Computational biology is the science that answers the question “How can we learn and use models of biological systems constructed from experimental measurements?” These models may describe what biological tasks are carried out by particular nucleic acid or peptide sequences, which gene (or genes) when expressed produce a particular phenotype or behavior, what sequence of changes in gene or protein expression or localization lead to a particular disease, and how changes in cell organization influence cell behavior. This field is sometimes referred to as bioinformatics, but many scientists use the latter term to describe the field that answers the question “How can I efficiently store, annotate, search and compare information from biological measurements and observations?” (This subject has been discussed previously by an early NIH task force report and by Raul Isea.)
A number of factors contribute to the confusion between the terms, including the fact that one of the top journals in computational biology is entitled “Bioinformatics” and that in German for example, computer science is referred to as “informatik” and computational biology is referred to as “bioinformatik.” Some also feel that bioinformatics emphasizes the information flow in biology. In any case, the two fields are closely linked, since “bioinformatics” systems typically are needed to provide data to “computational biology” systems that create models, and the results of those models are often returned for storage in “bioinformatics” databases.
Computational biology is a very broad discipline, in that it seeks to build models for diverse types of experimental data (e.g., concentrations, sequences, images, etc.) and biological systems (e.g., molecules, cells, tissues, organs, etc.), and that it uses methods from a wide range of mathematical and computational fields (e.g., complexity theory, algorithmics, machine learning, robotics, etc.).

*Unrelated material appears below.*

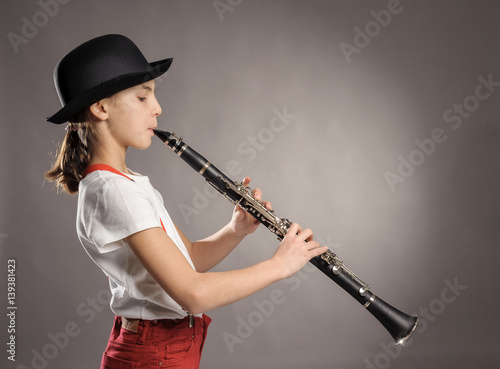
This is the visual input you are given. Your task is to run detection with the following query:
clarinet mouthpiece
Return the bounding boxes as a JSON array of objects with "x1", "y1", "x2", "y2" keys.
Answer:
[{"x1": 153, "y1": 129, "x2": 170, "y2": 142}]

Perhaps the most important task that computational biologists carry out (and that training in computational biology should equip prospective computational biologists to do) is to frame biomedical problems as computational problems. This often means looking at a biological system in a new way, challenging current assumptions or theories about the relationships between parts of the system, or integrating different sources of information to make a more comprehensive model than had been attempted before. In this context, it is worth noting that the primary goal need not be to increase human understanding of the system; even small biological systems can be sufficiently complex that scientists cannot fully comprehend or predict their properties. Thus the goal can be the creation of the model itself; the model should account for as much currently available experimental data as possible. Note that this does not mean that the model has been proven, even if the model makes one or more correct predictions about new experiments. With the exception of very restricted cases, it is not possible to prove that a model is correct, only to disprove it and then improve it by modifying it to incorporate the new results.